We left the room in silence, without any thoughts. The sentence had been given and arguing made no sense at all. However, I did not feel guilty, maybe because I had made a confession and re-established my own sense of justice. Only one thing was confusing me. In order to find a family in a place where nobody cares about you, you are supposed to commit a crime first, and then voluntarily endure punishment. First, you cave in striving for a better destiny, and then you have to give up your life. And what do you receive in return? A clear conscience? But isn’t your conscience clearer without committing a misdemeanor ?

“Hurry up,” the principal ordered. “You must move more quickly than the others. After all, you have four legs, not just two. And all four of them are healthy.”

Why does everybody care so much about our four legs? Is it envy or what?

And what is there to say about Marfa Ilyinichna, the head of the women’s department? That woman, chary of words and emotions, only seemed to exist to provide everybody with a perfect example of resigned, meek submission to every whim of her chief; she only sighed when she had to call us by our names. Faceless and gray, not even given a nickname, she walked slowly, shrinking her head into her shoulders as if ashamed of the awkward scenes she took part in. I expected her to say at least a couple of words of support and understanding but she continued to maintain a deadly silence in the corridor, on the staircase and outside. Only at the door of the low, wooden accessory-building, looking like a hen-house, did she force herself to say a trivial “Come in”, addressing either us or Adoter.

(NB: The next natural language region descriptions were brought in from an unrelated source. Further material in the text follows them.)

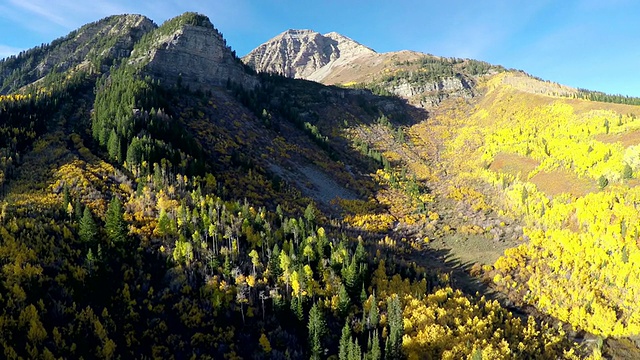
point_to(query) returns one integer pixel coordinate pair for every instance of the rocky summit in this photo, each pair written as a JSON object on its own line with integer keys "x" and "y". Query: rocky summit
{"x": 159, "y": 198}
{"x": 304, "y": 54}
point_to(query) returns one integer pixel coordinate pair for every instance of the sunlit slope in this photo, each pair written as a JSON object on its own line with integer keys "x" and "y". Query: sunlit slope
{"x": 567, "y": 167}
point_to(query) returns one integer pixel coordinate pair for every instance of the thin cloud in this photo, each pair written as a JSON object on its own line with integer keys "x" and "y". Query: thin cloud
{"x": 6, "y": 51}
{"x": 42, "y": 10}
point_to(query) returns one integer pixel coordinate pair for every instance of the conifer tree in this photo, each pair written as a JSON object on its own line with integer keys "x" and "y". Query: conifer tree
{"x": 115, "y": 225}
{"x": 317, "y": 330}
{"x": 393, "y": 345}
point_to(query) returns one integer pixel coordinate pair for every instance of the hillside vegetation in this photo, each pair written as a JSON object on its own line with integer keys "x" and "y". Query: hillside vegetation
{"x": 142, "y": 218}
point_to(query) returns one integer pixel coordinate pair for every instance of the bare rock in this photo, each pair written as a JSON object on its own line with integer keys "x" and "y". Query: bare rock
{"x": 304, "y": 54}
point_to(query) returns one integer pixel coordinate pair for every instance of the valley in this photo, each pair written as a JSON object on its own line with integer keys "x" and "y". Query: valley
{"x": 163, "y": 198}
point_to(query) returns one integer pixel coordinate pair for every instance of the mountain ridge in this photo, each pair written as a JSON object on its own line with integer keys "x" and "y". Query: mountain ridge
{"x": 177, "y": 204}
{"x": 301, "y": 53}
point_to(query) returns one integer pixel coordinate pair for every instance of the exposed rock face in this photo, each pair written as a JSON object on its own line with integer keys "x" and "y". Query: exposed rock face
{"x": 99, "y": 44}
{"x": 431, "y": 94}
{"x": 304, "y": 54}
{"x": 194, "y": 56}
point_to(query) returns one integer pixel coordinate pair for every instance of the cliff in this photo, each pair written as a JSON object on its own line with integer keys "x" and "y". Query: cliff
{"x": 191, "y": 53}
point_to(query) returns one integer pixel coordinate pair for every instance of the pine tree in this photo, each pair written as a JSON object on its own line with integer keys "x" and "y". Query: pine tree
{"x": 164, "y": 223}
{"x": 344, "y": 302}
{"x": 375, "y": 354}
{"x": 345, "y": 340}
{"x": 317, "y": 329}
{"x": 115, "y": 225}
{"x": 88, "y": 229}
{"x": 393, "y": 345}
{"x": 374, "y": 313}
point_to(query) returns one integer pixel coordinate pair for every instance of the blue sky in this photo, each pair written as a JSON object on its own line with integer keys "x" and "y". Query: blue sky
{"x": 590, "y": 43}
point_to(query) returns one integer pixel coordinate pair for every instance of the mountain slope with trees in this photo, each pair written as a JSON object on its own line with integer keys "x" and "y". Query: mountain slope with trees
{"x": 145, "y": 214}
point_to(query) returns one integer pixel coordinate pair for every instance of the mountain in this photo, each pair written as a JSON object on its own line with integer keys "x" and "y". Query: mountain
{"x": 97, "y": 46}
{"x": 333, "y": 59}
{"x": 160, "y": 198}
{"x": 191, "y": 51}
{"x": 304, "y": 54}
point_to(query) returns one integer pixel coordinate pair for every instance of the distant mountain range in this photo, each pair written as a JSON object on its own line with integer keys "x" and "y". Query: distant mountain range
{"x": 162, "y": 198}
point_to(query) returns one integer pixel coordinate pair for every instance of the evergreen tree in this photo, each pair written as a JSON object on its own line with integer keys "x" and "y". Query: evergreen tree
{"x": 344, "y": 302}
{"x": 317, "y": 329}
{"x": 345, "y": 340}
{"x": 393, "y": 345}
{"x": 164, "y": 223}
{"x": 115, "y": 225}
{"x": 88, "y": 229}
{"x": 375, "y": 354}
{"x": 374, "y": 313}
{"x": 355, "y": 353}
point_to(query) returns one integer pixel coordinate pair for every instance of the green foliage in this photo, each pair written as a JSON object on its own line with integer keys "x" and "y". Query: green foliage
{"x": 317, "y": 330}
{"x": 115, "y": 225}
{"x": 603, "y": 97}
{"x": 393, "y": 345}
{"x": 88, "y": 229}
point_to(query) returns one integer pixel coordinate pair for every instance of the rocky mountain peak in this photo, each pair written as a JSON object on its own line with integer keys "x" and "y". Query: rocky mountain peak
{"x": 302, "y": 53}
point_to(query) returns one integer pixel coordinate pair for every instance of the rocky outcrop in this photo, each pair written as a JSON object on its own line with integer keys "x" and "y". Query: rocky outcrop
{"x": 99, "y": 44}
{"x": 431, "y": 94}
{"x": 194, "y": 56}
{"x": 304, "y": 54}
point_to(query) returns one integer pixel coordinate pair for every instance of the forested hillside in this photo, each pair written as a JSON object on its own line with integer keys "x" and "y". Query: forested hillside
{"x": 147, "y": 215}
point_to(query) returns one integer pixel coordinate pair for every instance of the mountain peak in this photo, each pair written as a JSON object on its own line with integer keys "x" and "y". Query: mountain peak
{"x": 302, "y": 53}
{"x": 189, "y": 50}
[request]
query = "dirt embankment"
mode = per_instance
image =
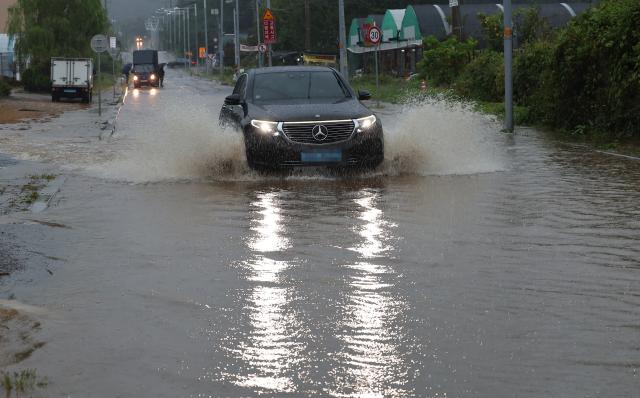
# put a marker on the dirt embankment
(17, 336)
(23, 106)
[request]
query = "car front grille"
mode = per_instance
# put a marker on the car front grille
(302, 133)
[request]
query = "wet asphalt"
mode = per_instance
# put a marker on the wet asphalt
(176, 272)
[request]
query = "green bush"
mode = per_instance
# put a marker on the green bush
(596, 70)
(443, 62)
(5, 88)
(483, 78)
(492, 31)
(36, 79)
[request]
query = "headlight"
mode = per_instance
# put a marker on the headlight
(365, 123)
(265, 127)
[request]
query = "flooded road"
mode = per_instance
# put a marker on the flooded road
(473, 264)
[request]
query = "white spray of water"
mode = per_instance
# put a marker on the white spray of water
(440, 137)
(173, 134)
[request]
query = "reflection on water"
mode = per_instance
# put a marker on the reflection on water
(267, 226)
(371, 363)
(268, 352)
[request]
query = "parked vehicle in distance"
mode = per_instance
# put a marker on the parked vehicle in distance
(71, 78)
(145, 68)
(303, 116)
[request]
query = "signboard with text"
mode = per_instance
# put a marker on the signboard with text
(269, 27)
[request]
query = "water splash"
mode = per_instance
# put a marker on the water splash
(441, 137)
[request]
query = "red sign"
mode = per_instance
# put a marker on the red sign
(269, 27)
(374, 35)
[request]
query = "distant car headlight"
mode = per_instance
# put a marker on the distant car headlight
(265, 126)
(366, 123)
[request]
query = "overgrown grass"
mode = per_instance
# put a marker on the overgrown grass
(19, 383)
(103, 82)
(225, 79)
(521, 114)
(5, 88)
(393, 90)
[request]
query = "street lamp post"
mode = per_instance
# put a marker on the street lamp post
(206, 38)
(269, 46)
(236, 32)
(221, 38)
(343, 39)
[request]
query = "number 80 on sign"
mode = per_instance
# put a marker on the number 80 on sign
(374, 35)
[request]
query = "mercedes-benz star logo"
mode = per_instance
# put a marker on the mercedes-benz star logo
(320, 132)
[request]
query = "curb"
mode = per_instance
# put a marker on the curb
(46, 195)
(110, 124)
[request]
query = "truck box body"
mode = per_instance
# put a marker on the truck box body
(145, 57)
(71, 78)
(145, 68)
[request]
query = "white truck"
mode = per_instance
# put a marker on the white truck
(71, 78)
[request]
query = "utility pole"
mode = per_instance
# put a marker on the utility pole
(189, 54)
(344, 69)
(195, 22)
(508, 59)
(269, 46)
(184, 35)
(307, 26)
(206, 37)
(236, 33)
(456, 18)
(260, 60)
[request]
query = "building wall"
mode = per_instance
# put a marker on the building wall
(4, 8)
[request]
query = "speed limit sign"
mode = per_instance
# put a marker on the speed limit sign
(374, 35)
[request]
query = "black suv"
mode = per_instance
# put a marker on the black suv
(303, 116)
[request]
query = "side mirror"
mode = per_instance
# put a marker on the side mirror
(233, 99)
(364, 95)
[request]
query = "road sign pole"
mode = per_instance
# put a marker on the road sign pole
(377, 74)
(206, 38)
(195, 28)
(236, 33)
(221, 38)
(99, 91)
(343, 40)
(260, 60)
(99, 44)
(508, 59)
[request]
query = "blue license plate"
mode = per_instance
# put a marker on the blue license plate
(321, 156)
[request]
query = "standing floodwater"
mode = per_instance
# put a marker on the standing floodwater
(471, 264)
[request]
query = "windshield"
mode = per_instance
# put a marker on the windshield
(143, 68)
(297, 85)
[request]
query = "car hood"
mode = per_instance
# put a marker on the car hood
(305, 110)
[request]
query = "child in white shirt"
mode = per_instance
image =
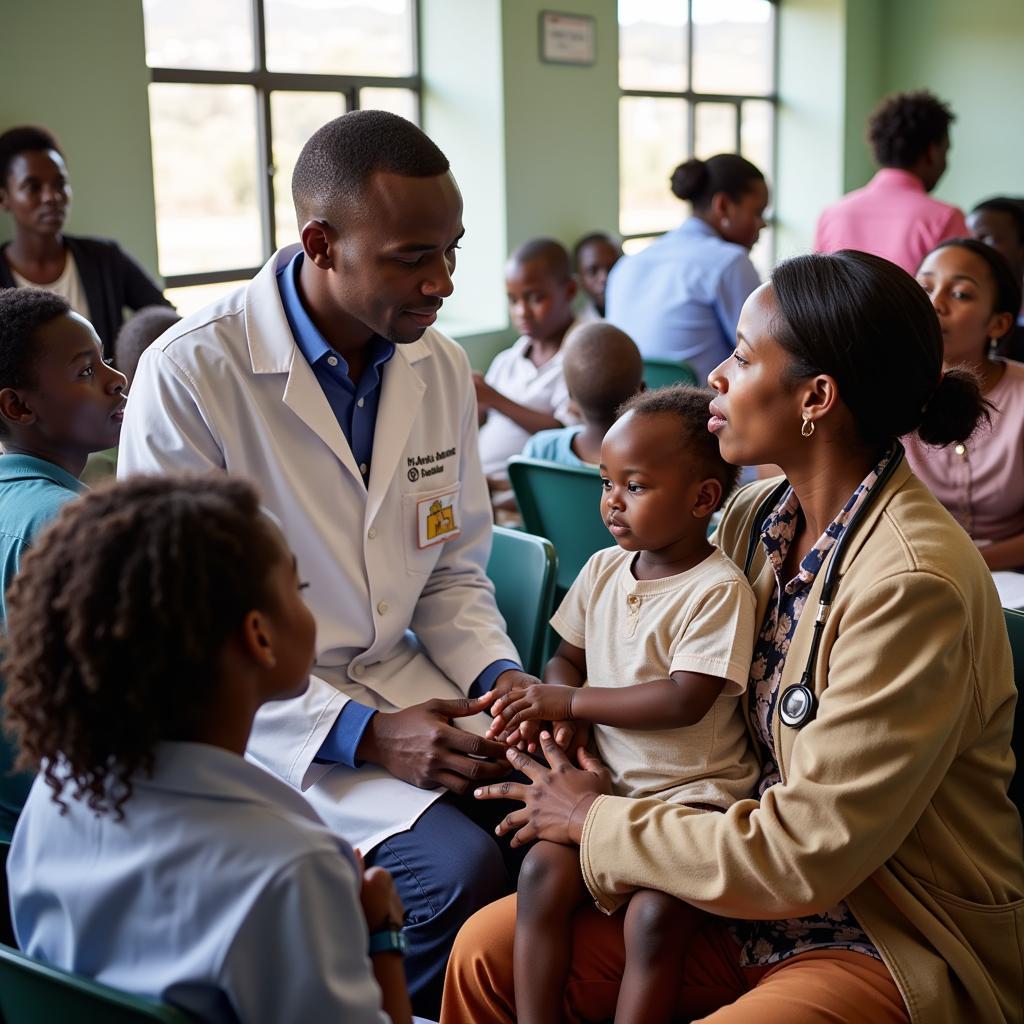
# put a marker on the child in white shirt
(524, 388)
(657, 636)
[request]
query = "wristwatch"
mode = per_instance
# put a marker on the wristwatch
(390, 939)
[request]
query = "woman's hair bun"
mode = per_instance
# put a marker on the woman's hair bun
(954, 410)
(689, 179)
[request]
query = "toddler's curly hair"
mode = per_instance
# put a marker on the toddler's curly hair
(117, 622)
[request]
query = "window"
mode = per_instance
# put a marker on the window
(696, 77)
(237, 87)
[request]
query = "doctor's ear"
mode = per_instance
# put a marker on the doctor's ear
(257, 639)
(316, 239)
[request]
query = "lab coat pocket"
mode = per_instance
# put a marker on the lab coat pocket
(430, 519)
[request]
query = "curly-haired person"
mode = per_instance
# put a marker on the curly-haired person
(893, 216)
(147, 626)
(58, 403)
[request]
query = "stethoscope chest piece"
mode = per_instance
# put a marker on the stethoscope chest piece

We entered a small room, which turned out to be dark and damp inside. A light was switched on. The first thing to strike the eye was a dirty floor and shabby walls. Marfa stood at the door for a while and then indecisively nodded to a small bed, saying, “Have a rest,” and slowly walked out.

“Have a rest.” Very funny!

Adoter didn’t even budge.

Left alone, we sat in silence for a long time, each of us absorbed in her own thoughts.

“Don’t be upset,” you said at last, trying to encourage me. “Some time all of this will come to an end.”

“I hope so,” I said.

Suddenly, an incredible thought came into my mind.

“Hope,” I started, “what if initially they had named you Faith and me Hope, but afterwards they forgot which of us was which and swapped our names around by mistake? You always believe that everything is going to be all right, and your faith helps me.”

“And you hope that it will be that way. We have this close bond between us.” After thinking a while, you added, “All people need hope; no one can live without it; and our hope is way stronger when it is warmed up by faith. So it isn’t really important who is Faith and who is Hope; the main thing is that we are connected together .”

And we hugged each other, sitting on our bed in our “corrective apartment”.

Every day “benevolent” Marfa came to bring us to classes, seated us at a distant desk, and after the classes escorted us back to the isolation cell and locked the door behind us. Our food was delivered directly “to our bed”. Time hung intolerably heavy, like the day we’d stood on the weighing scales in Pyotr Ilyich’s office, but after ten days we didn’t want to leave. We seemed to have grown deeply attached to our musty, rag-filled room.